August 23rd, 2023 Multi-region progress ;) By Jeffrey M. Barber

I’ve made some progress in getting multi-region closer to a finish line. At this stage, the primary value proposition of multi-region is reducing latency by putting machines closer to people. There are future stages which I’ll touch on briefly like availability and surviving disasters, but those are out of scope. (Honestly, multi-region should be out of scope).

I’ve talked in the past about multi-region aspects here and here. At core, it’s hard as I started with a single database design. When I tried to use a global database, I found performance to be lacking for many reasons. First, my transactions are not lean and there are many back and forth conversations which I haven’t prioritized fixing. Second, I have database calls inside event threads which is problematic for oh so many reasons.

Fixing everything, I’ve been abstracting everything away behind asynchronous interfaces. My mistake early on was “just talk to the database” which helped me move fast in defining the product, but it has been hurting me as I think more about performance and multi-region. I knew I was making a mistake, and now I’m paying the price.

The performance reasons alone are justification to cleaning things up, but the gist is that I’m turning things like

  Domain domain = Domains.get(nexus.database, host);

into

  domainFinder.find(host, new Callback<Domain>() { ... });

It’s especially obnoxious that I’m doing this when Java’s virtual threads are becoming a thing, but I’ve grown accustom to managing executors and callbacks without much fuss. As such, I’ve almost got everything converted to the new way, and then I’ll play with load testing to isolate calls to a cached executor such that the main thread is primarily compute. The way this helps with multi-region is that I can turn one region into a global region. The local regions all talk to the global region as a control plane using the existing web socket server.

For example, authentication is a fine reason to cross the regional boundary. This also helps me control my secrets distribution as I can put local regions in more environments as they will not have any secrets.

However, the data plane is where products run; as such, this is where I am focusing focus on making the most of the local region. The practical side-effect is that establishing a connection is slow while interacting with a product is blazing fast.

We can give the pattern a picture as thusly:

From an user experience perspective, everything that is control plane related flows to the global region. So, this is authentication, messing with authorities, deployments, etc. Connecting to a document is where things get interesting as documents are regionally homed. For example, if you connect to a document that is in the archived, then it will be restored within your local region. Thus, you’ll have like 5 milliseconds for read and write operations which is fantastic!

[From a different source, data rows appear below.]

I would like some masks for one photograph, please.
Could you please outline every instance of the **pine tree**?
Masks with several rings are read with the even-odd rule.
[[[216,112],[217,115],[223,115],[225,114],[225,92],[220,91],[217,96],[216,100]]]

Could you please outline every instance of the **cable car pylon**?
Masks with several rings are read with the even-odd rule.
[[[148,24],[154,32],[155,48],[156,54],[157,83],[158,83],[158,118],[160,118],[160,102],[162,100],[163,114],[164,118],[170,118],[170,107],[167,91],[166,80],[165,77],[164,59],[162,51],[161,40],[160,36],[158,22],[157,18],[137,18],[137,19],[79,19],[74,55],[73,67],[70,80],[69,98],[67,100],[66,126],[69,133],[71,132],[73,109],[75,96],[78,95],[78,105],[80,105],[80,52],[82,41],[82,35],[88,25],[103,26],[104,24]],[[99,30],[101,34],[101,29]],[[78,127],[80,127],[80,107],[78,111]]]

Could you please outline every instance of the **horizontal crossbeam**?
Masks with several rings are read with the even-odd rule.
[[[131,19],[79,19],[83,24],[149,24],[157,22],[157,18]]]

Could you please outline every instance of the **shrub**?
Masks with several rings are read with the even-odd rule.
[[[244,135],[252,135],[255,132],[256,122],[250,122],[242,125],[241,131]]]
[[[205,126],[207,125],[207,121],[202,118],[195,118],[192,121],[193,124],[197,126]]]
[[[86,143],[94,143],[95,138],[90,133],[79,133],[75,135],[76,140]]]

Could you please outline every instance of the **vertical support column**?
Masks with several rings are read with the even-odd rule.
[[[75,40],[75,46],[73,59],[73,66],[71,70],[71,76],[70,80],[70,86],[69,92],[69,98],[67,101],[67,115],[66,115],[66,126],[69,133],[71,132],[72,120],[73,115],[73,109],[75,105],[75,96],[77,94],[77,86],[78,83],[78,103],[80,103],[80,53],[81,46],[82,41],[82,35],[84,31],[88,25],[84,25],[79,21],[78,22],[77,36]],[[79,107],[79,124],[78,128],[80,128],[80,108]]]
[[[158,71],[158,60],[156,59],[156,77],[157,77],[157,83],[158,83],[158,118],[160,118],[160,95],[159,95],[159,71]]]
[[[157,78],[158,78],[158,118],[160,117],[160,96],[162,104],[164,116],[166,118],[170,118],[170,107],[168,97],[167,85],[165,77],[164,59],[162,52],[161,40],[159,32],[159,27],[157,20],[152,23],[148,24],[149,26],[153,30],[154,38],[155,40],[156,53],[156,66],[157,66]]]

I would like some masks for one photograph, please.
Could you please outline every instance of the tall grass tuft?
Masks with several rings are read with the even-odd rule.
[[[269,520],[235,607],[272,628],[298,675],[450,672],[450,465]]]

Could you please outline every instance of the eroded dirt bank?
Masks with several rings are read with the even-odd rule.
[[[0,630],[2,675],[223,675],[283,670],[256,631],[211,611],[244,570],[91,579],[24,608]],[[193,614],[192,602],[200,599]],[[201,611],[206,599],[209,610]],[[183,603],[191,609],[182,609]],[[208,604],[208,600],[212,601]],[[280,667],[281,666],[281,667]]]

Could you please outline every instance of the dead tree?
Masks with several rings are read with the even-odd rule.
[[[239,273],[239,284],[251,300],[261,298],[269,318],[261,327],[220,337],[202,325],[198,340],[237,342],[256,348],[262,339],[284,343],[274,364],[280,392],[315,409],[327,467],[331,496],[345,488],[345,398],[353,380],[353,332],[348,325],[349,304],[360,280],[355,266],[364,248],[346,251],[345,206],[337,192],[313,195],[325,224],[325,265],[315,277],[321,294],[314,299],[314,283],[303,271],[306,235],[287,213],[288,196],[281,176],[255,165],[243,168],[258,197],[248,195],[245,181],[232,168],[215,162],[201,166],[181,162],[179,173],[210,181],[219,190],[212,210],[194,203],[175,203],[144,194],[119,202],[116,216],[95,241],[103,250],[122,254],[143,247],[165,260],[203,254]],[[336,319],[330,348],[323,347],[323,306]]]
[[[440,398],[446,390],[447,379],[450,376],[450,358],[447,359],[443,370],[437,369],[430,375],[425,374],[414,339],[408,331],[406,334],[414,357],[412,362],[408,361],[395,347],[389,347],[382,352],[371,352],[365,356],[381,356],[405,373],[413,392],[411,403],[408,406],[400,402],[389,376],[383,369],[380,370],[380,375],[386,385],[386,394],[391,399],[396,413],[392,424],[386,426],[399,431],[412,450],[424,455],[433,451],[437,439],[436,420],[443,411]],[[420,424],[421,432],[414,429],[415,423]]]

However, If you connect to a document that is loaded within a remote region, then your latency is the sum of the latency to your local region plus the latency between the local region and the remote region. This is a consequence of the design, but it is also practical since experiences generally are localized in many ways. Practically, this means the documents are going to biased to the first person to load them which is great for local businesses.

That’s the V1 launch plan for multi-region support, so let’s talk about a few random things.

First, an availability hit to the global region is going to cause problems. However, the local region is going to maintain a cache such that documents loaded within a region are going to stay within that region. However, documents that are archived or new will be unavailable. This is because the global control plane has the responsibility of providing a compare and set transaction for which machine and region owns the document (eventually, it will be which regional cluster owns the document where a cluster uses raft to durability execute transactions). Everything else could use a global data store with time-based conflict resolution (or write once).

Second, the work to “async-ify” all the contracts are prime opportunities to introduce cache policies which further mitigate and lesson the impact of an availability crisis. Something that is worth considering is sorting out how to replicate data from the global region to a local region such that much of the control plane is self sufficient to a region beyond writes. For much of the control plane, I’m fine with the availability of writes going down while reads work. However, this requires more cost which isn’t on the menu at the time, but as I review the various touchpoints between the region and the control plane it will require a tremendous effort which justifies investing in a database that already provides regional replication.

Third, it was useful to leverage a database to build and iterate on the product specification, but now I’m debating using a more edge-friendly database product rather than re-invent everything. The advantage of my current plans and shipping V1 multi-region is that I’ve cleaned up the critical contracts which will enable a more piecemeal migration towards a better world.

All this is extremely exciting stuff especially once I have a region within my city and experiences are blazing fast.